Crowell considers the kind of writing he does unconscious writing, sons which are just there but have not been thought out or manufactured with a specific artist in mind.

“To me the best songs that I’ve written and ones that live the longest are the ones where, just through the course of my day or a phase I was living through in life, the circumstances got together and I wrote a song. “‘Til I Gain Control Again” was like that. I wrote that while I was still with Jerry. I wasn’t thinking about writing a song at the time, but it started to spill out on this page. I didn’t have the idea that I would write it, I didn’t intellectualize it, I just wrote the song and later evaluated what I had done.

“Conscious writing to me would be to be commissioned to write a song for Kenny Rogers. That doesn’t work for me, when I think it out beforehand. I call that manufacturing songs and that’s not the best way for me to work. That’s not to say it’s not the best way for others. It’s hard to explain, but the best songs I write come from not trying to think about it, just trying to do it and be it and live it, as opposed to creating a song because I think a certain style would work.

“It was hard for me to understand that I didn’t have to write everyday, that I didn’t have to sit down and stare at a blank piece of paper,” he admits. “It’s not a 9 to 5 job, but there was a time when I thought I had to enforce discipline. Just because you discipline yourself to write everyday doesn’t mean you’re going to do your best work. Inspiration is the key word. Having faith to call yourself a songwriter when you’re uninspired. If I don’t feel like writing today doesn’t mean that I won’t do it tomorrow.”

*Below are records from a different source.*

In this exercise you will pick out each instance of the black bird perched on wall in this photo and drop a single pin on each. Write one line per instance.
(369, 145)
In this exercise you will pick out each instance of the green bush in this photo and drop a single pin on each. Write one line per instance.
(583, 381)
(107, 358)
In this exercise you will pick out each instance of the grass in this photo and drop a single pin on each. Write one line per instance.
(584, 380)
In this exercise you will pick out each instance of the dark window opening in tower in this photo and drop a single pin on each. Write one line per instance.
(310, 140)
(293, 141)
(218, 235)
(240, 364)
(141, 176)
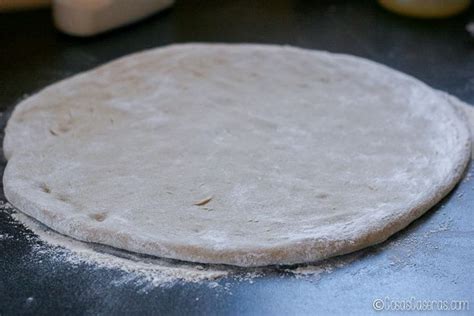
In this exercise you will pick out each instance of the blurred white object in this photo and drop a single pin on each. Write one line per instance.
(426, 8)
(90, 17)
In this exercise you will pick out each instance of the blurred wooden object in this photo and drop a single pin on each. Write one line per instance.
(90, 17)
(426, 8)
(8, 5)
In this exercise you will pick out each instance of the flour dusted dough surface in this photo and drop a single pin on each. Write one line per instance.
(305, 154)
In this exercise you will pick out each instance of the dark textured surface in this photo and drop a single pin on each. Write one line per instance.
(431, 260)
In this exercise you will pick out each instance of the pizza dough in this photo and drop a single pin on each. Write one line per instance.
(237, 154)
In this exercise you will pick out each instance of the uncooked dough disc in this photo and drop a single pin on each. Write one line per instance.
(237, 154)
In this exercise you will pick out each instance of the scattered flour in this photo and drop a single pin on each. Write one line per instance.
(148, 272)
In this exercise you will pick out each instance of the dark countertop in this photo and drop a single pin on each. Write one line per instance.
(430, 260)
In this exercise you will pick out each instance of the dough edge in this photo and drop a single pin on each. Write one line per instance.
(306, 250)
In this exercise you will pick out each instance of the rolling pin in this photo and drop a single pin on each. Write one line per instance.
(91, 17)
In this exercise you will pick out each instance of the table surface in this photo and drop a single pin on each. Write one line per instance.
(430, 260)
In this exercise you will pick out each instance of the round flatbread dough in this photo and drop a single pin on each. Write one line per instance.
(237, 154)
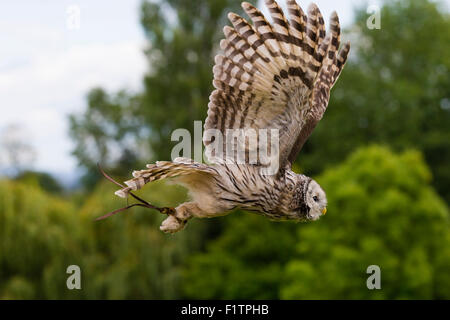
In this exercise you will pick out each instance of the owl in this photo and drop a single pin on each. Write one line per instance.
(270, 77)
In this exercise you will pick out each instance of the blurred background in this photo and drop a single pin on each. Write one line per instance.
(83, 82)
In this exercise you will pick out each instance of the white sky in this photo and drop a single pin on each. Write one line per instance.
(46, 68)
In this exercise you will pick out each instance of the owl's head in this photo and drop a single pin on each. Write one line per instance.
(315, 200)
(308, 202)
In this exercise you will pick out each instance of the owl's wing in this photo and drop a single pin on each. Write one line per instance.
(163, 170)
(275, 76)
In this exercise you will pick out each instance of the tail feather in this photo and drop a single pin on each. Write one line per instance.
(163, 170)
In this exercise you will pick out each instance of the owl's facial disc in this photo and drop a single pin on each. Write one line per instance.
(316, 201)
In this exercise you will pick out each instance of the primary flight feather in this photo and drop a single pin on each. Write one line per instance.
(271, 77)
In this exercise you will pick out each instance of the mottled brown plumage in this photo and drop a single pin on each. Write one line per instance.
(270, 76)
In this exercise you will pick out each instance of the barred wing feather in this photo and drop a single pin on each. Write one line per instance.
(275, 76)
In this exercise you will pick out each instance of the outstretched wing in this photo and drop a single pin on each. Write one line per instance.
(275, 76)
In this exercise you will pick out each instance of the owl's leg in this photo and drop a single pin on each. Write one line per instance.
(176, 222)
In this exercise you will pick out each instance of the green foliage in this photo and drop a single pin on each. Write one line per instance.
(42, 179)
(382, 211)
(122, 257)
(394, 90)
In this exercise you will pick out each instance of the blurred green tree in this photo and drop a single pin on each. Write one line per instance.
(123, 257)
(42, 179)
(382, 211)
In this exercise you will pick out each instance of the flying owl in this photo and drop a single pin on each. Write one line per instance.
(275, 76)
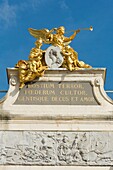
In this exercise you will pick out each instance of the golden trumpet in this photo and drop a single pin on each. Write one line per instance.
(90, 29)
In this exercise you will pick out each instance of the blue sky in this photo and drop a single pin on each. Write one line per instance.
(94, 48)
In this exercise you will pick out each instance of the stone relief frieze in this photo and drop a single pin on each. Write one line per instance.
(56, 148)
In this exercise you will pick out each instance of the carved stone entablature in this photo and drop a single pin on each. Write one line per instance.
(67, 94)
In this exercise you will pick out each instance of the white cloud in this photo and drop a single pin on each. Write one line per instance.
(7, 14)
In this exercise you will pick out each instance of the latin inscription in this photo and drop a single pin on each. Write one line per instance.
(57, 93)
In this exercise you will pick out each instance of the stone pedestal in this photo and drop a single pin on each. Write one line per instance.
(62, 120)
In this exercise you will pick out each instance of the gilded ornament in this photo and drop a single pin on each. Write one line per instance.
(59, 54)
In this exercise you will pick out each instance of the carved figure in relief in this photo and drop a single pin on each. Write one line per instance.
(29, 70)
(64, 150)
(47, 152)
(76, 156)
(36, 65)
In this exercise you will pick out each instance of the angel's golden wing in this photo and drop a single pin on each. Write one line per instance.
(40, 34)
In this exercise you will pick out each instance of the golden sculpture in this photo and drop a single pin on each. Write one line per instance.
(36, 66)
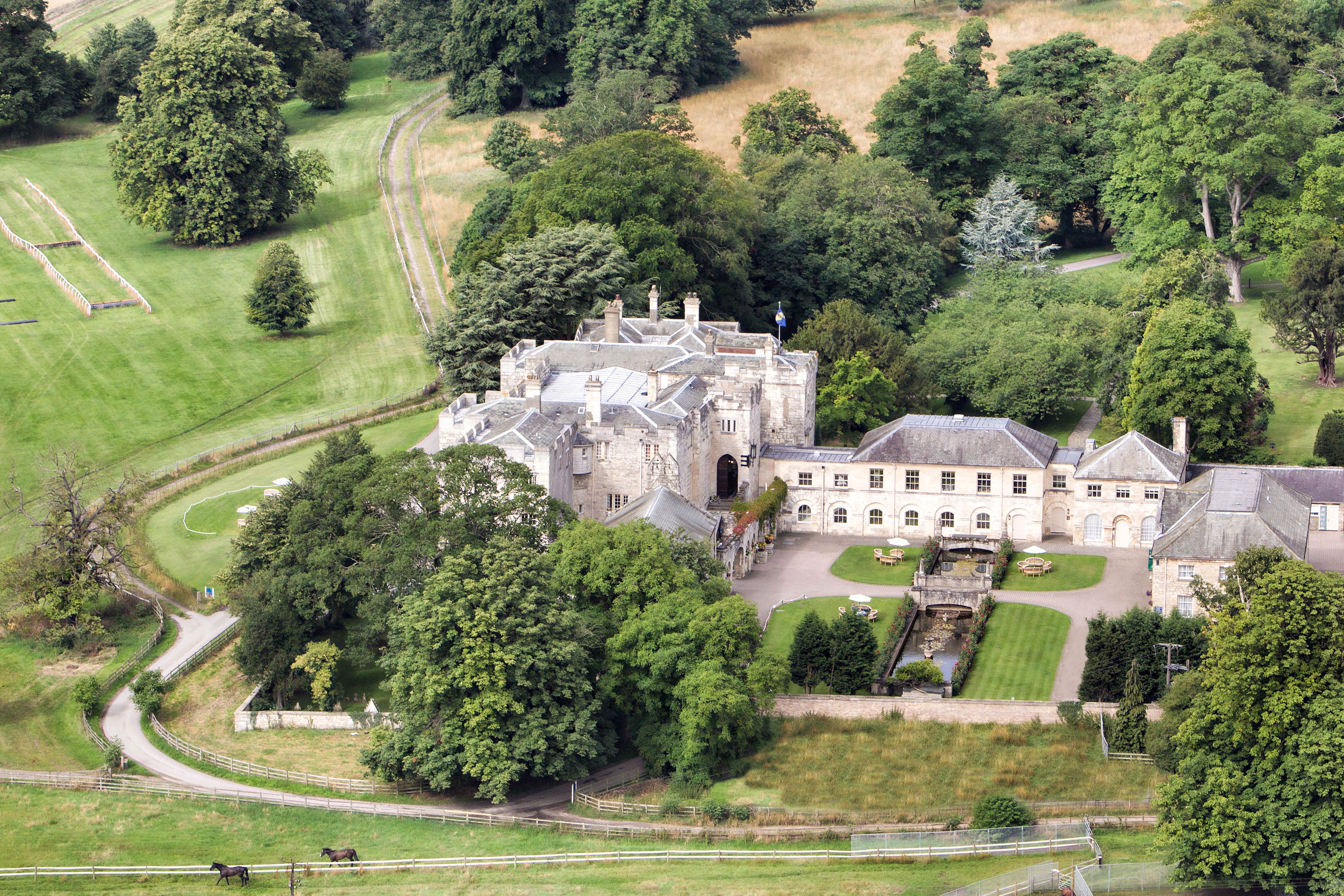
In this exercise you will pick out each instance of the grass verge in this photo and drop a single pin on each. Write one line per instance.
(1299, 402)
(914, 766)
(64, 828)
(858, 565)
(40, 726)
(195, 559)
(1068, 573)
(1019, 655)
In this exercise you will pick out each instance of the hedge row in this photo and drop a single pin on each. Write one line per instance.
(968, 651)
(889, 647)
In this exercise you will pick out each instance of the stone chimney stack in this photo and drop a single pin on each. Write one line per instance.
(593, 393)
(612, 315)
(693, 309)
(1180, 436)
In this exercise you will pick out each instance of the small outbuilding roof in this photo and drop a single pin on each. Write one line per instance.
(1133, 457)
(1229, 510)
(669, 511)
(967, 441)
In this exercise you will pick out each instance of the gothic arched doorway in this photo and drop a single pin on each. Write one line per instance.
(728, 476)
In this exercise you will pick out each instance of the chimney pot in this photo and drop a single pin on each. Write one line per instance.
(693, 308)
(612, 317)
(1180, 436)
(593, 393)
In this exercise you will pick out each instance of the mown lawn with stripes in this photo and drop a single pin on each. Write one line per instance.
(1019, 655)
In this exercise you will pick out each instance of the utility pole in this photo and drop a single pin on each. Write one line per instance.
(1173, 667)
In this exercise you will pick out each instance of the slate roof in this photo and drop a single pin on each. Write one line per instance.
(1229, 510)
(669, 511)
(1133, 456)
(968, 441)
(1322, 484)
(813, 454)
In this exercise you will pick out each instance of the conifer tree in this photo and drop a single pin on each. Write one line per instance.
(1132, 716)
(281, 299)
(810, 656)
(855, 651)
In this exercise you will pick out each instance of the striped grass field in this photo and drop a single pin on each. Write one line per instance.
(139, 390)
(1019, 655)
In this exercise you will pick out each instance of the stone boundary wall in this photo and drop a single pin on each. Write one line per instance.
(1007, 712)
(248, 719)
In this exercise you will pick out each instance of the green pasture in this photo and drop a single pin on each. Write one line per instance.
(77, 828)
(1299, 402)
(1019, 656)
(40, 726)
(139, 390)
(1068, 573)
(195, 559)
(858, 565)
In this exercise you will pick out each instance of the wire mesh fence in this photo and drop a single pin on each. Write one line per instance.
(995, 840)
(1034, 879)
(1124, 878)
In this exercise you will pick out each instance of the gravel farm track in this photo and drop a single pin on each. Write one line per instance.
(424, 272)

Many of Crowell’s songs come from memories, while other come from situations in which he is involved at the time.

“Sometimes I’m inspired, poignantly inspired, by memories. “Sharecropper’s Dream” was written out of memories. Recollection is so vivid. If I can get a thread of recollection going, it’s almost like domino art. You knock the right first domino over and the rest go down easy.”

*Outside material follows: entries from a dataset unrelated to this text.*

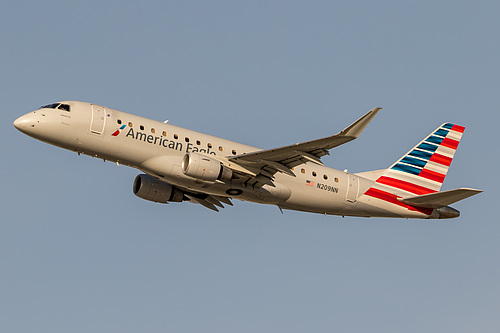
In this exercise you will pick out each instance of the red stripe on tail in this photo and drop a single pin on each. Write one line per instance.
(432, 175)
(404, 185)
(458, 128)
(392, 198)
(441, 159)
(450, 143)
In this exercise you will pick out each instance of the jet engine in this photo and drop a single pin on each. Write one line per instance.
(152, 189)
(204, 167)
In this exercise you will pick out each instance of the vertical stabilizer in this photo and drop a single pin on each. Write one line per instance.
(423, 169)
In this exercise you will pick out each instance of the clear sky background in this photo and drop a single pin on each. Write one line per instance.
(80, 253)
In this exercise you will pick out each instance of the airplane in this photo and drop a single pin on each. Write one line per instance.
(180, 165)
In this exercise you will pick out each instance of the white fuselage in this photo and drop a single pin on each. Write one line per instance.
(157, 149)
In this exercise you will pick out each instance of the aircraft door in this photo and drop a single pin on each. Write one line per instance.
(98, 119)
(352, 188)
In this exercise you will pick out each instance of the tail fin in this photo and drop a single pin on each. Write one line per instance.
(423, 169)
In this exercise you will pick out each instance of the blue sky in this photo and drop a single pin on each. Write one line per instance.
(79, 252)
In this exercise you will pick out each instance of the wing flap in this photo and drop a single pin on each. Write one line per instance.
(439, 199)
(310, 151)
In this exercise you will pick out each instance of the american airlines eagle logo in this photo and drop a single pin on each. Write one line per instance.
(118, 131)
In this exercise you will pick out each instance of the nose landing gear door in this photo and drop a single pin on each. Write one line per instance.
(98, 119)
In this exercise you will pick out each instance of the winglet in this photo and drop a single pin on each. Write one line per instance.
(355, 129)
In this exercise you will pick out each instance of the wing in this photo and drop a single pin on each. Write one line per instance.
(269, 162)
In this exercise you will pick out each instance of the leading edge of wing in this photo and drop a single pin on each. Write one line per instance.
(309, 151)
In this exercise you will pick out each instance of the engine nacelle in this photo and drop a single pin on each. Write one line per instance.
(204, 167)
(152, 189)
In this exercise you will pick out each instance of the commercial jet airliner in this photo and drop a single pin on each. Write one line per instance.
(183, 165)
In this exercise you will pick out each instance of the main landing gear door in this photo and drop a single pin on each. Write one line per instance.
(98, 119)
(352, 188)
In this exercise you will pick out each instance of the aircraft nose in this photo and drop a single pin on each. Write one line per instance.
(24, 123)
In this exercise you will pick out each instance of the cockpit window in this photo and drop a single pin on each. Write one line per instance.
(58, 106)
(64, 107)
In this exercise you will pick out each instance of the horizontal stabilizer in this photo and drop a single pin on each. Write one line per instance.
(439, 199)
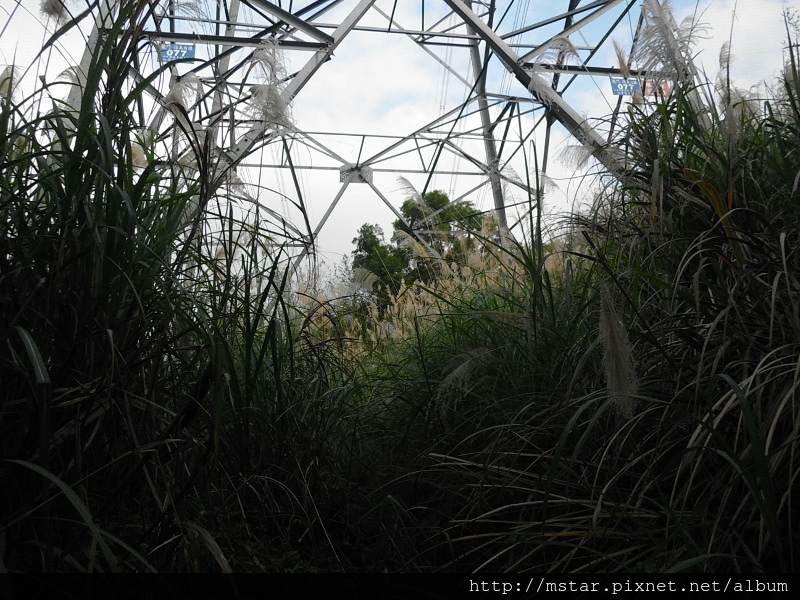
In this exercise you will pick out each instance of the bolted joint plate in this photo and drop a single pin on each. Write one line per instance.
(355, 174)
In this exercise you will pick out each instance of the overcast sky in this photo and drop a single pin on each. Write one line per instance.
(385, 84)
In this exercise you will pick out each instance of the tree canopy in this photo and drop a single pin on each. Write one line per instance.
(438, 228)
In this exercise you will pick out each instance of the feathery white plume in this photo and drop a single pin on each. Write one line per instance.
(617, 356)
(54, 9)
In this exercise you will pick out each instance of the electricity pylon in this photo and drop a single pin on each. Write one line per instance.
(232, 69)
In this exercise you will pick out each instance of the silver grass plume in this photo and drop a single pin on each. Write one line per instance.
(8, 81)
(361, 280)
(176, 97)
(268, 105)
(560, 50)
(622, 60)
(266, 99)
(617, 356)
(54, 9)
(269, 58)
(576, 155)
(664, 51)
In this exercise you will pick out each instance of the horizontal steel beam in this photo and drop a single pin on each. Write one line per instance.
(293, 20)
(227, 40)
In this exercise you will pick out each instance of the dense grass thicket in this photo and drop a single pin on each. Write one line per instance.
(624, 398)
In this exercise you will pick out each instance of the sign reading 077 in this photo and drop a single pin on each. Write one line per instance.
(624, 87)
(174, 51)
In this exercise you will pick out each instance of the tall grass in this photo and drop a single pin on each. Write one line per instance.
(622, 401)
(636, 409)
(153, 384)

Other songs, like “After All This Time,” are a combination of experiences from one relationship over several years.

“That’s an odd song because it was written into the air,” Crowell explains. “I started writing when Rosanne and I started getting together. I was hanging out a lot with Willie Nelson and Mickey Raphael, and I was really under the influence of Willie. I wrote the first couple of verses but I lost the notebook they were in back in ’78 when Rosanne and I moved in together.

“Then in 1984, we moved into an office and unpacked some stuff and I found the notebook. There were those two verses and I started adding on, even though the song hadn’t entered my mind for sox or seven years. That’s where the title “After All This Time” came from.”

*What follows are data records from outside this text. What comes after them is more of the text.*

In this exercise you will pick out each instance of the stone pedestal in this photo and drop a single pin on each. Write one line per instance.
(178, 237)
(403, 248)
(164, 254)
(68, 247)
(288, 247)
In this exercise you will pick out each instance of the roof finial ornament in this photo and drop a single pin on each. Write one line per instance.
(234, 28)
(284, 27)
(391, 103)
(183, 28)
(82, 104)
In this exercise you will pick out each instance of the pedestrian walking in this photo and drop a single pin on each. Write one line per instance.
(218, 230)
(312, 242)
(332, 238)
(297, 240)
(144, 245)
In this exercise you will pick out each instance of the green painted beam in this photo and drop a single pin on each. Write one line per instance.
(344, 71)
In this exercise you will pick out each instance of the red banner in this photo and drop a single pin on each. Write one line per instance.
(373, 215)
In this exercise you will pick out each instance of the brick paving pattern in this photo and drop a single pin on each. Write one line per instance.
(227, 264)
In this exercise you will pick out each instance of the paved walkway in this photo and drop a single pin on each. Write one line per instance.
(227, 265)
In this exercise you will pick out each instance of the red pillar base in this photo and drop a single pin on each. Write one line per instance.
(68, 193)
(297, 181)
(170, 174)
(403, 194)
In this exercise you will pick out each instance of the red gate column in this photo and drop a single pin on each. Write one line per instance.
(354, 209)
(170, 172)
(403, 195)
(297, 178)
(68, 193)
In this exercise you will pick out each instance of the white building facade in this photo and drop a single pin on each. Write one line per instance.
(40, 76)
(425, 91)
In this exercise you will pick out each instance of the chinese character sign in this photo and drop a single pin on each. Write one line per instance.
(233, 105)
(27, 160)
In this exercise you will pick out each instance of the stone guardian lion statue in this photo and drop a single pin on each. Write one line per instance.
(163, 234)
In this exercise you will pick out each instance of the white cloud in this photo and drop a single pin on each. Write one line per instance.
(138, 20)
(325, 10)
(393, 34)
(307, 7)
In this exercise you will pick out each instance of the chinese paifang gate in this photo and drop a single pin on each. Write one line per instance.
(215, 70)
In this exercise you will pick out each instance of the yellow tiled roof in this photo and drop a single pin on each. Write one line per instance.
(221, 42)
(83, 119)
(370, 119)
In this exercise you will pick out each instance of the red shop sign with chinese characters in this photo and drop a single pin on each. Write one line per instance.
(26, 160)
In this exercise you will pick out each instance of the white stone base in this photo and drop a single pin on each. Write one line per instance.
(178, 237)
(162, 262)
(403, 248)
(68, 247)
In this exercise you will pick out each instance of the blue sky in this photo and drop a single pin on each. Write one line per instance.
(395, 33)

Cash is obviously an influence on Crowell in all aspects of his life. “By the very nature of our life together, it makes me a more thoughtful person. I think that absolutely spills over into my work as a songwriter,” he says. “Usually the last thing Rosanne and I want to do is work together. When we do write together, it stems from the domino principle – we’re there, it happens and we get in done.”

It was Rosanne, however, who provided the inspiration for Crowell’s composition of “It’s Such A Small World.”

“Rosanne found out that I’d never been to a Broadway play and she set about on a mission to haul me off to a play,” he explained. “She put me on the second row and I was intrigued by the beauty of the whole thing it washed over me. I was especially intrigued by the dialogue and in writing dialogue. I sat down and wrote “It’s Such A Small World” as an exercise in writing dialogue in a song.”

When asked for advice for the new songwriter, Crowell stressed honesty with yourself.

“The first thing you should do is go where there is a group of professional songwriters. Be honest with yourself and admit how inept your songwriting might be, and then rebuild it based in your understanding of the people who are successful at songwriting because they write good songs.”

That’s basically the philosophy Crowell used when he signed with Jerry Reed’s company back in the 70s. It seems to have worked well for him; newcomers would do well it put it to the test.